Vicky Richardson, the RA's Head of Architecture and Drue Heinz Curator, said: “London Masque has involved a huge cast of players including 100 students, tutors, designers and historians. It feels appropriate to bring John Hejduk’s practice and philosophy to the Royal Academy, which is just the sort of space for free expression that he thought the university should be. We hope visitors will enjoy discovering meaning, joy and poignancy in the Widow’s House.”
Hejduk used the format of masques—popular royal entertainments of the 16th and 17th centuries featuring fantastical costumes and moving sets—to transform the way architecture is taught and imagined. The Lancaster / Hanover Masque draws inspiration from an eclectic range of sources including the novels of Thomas Hardy, English fairground attractions and American agricultural buildings.

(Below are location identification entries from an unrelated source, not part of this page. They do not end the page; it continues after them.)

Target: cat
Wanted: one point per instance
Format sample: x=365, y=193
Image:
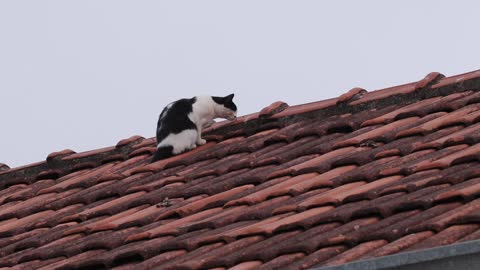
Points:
x=180, y=124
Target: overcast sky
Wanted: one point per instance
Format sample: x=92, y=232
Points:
x=84, y=74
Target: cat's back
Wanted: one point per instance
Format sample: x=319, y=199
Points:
x=174, y=118
x=178, y=108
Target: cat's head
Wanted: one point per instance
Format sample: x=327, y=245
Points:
x=225, y=107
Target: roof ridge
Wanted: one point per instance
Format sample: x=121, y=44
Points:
x=278, y=114
x=355, y=100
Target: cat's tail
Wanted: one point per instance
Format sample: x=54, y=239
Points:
x=163, y=152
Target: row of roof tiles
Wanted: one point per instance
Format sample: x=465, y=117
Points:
x=364, y=175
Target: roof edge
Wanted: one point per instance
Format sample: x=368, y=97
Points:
x=355, y=100
x=460, y=256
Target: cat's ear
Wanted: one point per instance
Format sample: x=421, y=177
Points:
x=229, y=98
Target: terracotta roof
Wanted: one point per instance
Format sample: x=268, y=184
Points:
x=364, y=175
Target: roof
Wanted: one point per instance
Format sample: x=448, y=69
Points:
x=460, y=256
x=360, y=176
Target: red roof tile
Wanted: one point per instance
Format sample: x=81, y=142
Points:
x=364, y=175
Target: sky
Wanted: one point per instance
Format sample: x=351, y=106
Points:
x=85, y=74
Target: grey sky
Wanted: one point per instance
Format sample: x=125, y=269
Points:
x=85, y=74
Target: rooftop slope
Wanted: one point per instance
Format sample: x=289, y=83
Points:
x=364, y=175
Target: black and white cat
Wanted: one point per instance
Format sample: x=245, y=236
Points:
x=180, y=124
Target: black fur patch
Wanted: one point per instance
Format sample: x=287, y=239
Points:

Hejduk used allegorical stories and a large cast of characters to deal with themes of life, death, love and virtue. The Widow is one such character in the masque.
Hejduk described the Widow’s House as a “wailing room”, with the funnels on the roof made by “the Trombone-Maker, a craftsman of refined detail”. It refers to the Widow’s Walk, a feature of traditional New England houses thought to be built for the wives of whaling ships’ captains who would go up to these cupolas and watch the ships come in from sea. Often they did not come back. The Widow’s Walk was a form of surveillance and waiting, a place of reflection and anticipation.

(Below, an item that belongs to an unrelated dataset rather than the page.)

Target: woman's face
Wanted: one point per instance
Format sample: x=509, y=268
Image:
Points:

This dark and mysterious tale contrasts with the comical, zoomorphic form of the structure with its four legs, head and tail. Hejduk saw that in life tragedy often sits alongside comedy, and that art and architecture give us a way of reconciling mixed emotions and conflicting ideas.
Hejduk dedicated his life to teaching which he saw as a social contract. As Professor and Dean of the Cooper Union’s Irwin S. Chanin School of Architecture in New York from 1975 until his death in 2000, he created extraordinary drawings and propositions to provoke and inspire his students. Mystery, poetry and paradox were intrinsic: he wanted students to work hard to interpret ideas in order to develop their own point of view. Hejduk said: “I believe that the University is one of the last places that protects and preserves freedom, therefore teaching is also a socio/political act, among other things.”
In the 1980s and 90s Hejduk encouraged students around the world to interpret the meaning in his drawings and to build his structures as a way of learning practical skills and working collaboratively. ‘London Masque’ was developed in collaboration with students from the Royal College of Art MA Interior Design programme led by tutor Steve Jensen. During the exhibition, a series of displays by students and young people will explore Hejduk’s Lancaster / Hanover Masque and the resulting models will be shown alongside the Widow’s House.